As the Coronavirus pandemic sweeps through India, districts are being tapped by the government for timely detection and reporting of cases, and prevention. Our ‘Inside Districts’ series will feature interviews of district and Block-level officials, panchayat functionaries and frontline workers to understand their challenges and best practices.

The Accountability Initiative at the Centre for Policy Research is currently operational in five Indian states. For part 14 of the series, our field staff spoke with an Auxillary Nurse Midwife (ANM) in Satara, Maharashtra.

The interview was originally conducted in Hindi on 9 April 2020, and has been translated.

About ANM

Auxiliary Nurse Midwife is a village-level female health worker working in the village Health Sub-centre, and is the first contact person between the community and the health services. ANMs are expected to be multi-purpose health workers playing a critical role in maternal and child health including immunisations, family planning services, and treatment of minor injuries and first aid in emergencies and disasters. As per the Rural Health Statistics 2019, there are a total of 2,34,220 ANMs across Sub-centres and Public Health Centres in the country.

Q: When did you first get to know about COVID-19?

ANM: I got to know about it in January via television and social media. We were also informed by our department Taluka Health Officer (THO is a Block-level official). 

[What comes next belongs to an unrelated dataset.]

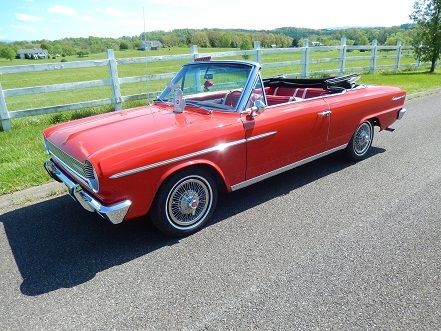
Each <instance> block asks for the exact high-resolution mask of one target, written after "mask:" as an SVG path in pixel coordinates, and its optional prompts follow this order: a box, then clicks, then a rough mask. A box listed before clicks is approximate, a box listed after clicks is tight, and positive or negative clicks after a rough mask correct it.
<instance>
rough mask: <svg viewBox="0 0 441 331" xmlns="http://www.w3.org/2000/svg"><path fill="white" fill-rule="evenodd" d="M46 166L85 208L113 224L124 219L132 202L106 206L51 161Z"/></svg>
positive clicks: (121, 203) (128, 209) (115, 203)
mask: <svg viewBox="0 0 441 331" xmlns="http://www.w3.org/2000/svg"><path fill="white" fill-rule="evenodd" d="M44 168H45V169H46V171H47V172H48V174H49V176H51V177H52V178H53V179H55V180H56V181H58V182H61V183H63V184H64V185H66V186H67V189H68V192H69V195H70V196H71V197H72V198H73V199H74V200H75V201H77V202H78V203H79V204H80V205H81V206H82V207H83V208H84V209H86V210H87V211H90V212H97V213H98V214H99V215H100V216H101V217H103V218H104V219H106V220H108V221H110V222H111V223H113V224H119V223H121V222H122V221H123V220H124V217H125V216H126V214H127V212H128V210H129V208H130V206H131V204H132V202H131V201H130V200H124V201H121V202H118V203H115V204H113V205H109V206H105V205H102V204H101V203H100V202H99V201H97V200H95V199H94V198H93V197H92V196H91V195H90V194H88V193H87V192H85V191H84V190H83V189H82V187H81V186H80V185H78V184H76V183H75V182H73V181H72V180H71V179H70V178H69V177H67V176H66V175H65V174H63V172H62V171H61V170H60V169H58V168H57V166H56V165H55V164H54V163H53V162H52V161H51V160H47V161H46V162H44Z"/></svg>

Q: What are your COVID-19 related tasks?

ANM: We along with the ASHA and Anganwadi workers are identifying people who are coming from outside. For this, we are surveying the villages and sending information to the THO office. We also have to update the office regularly about the people who have been home quarantined. If someone has a fever, we need to call 108 and send them to the district hospital. 

Q: Are you encountering any challenges?

ANM: The area of my sub-centre is very large and the workers are very few in number and hence it is getting difficult. The good thing is that despite a lot of responsibilities, ASHA workers and everyone else are working efficiently.

Some part of our area also comes under urban and we are facing problems there. People are hiding information and are not cooperating with us. They don’t let us come inside their apartments. 

Q: Have you observed shortages?

ANM: We received masks for all our essential workers on 22 March from the department. 

Things are still available in my area but the prices have slightly increased. The price of mutton has increased drastically. Ration and vegetables are also expensive.

The views shared belong to individual faculty and researchers and do not represent an institutional stance on the issue.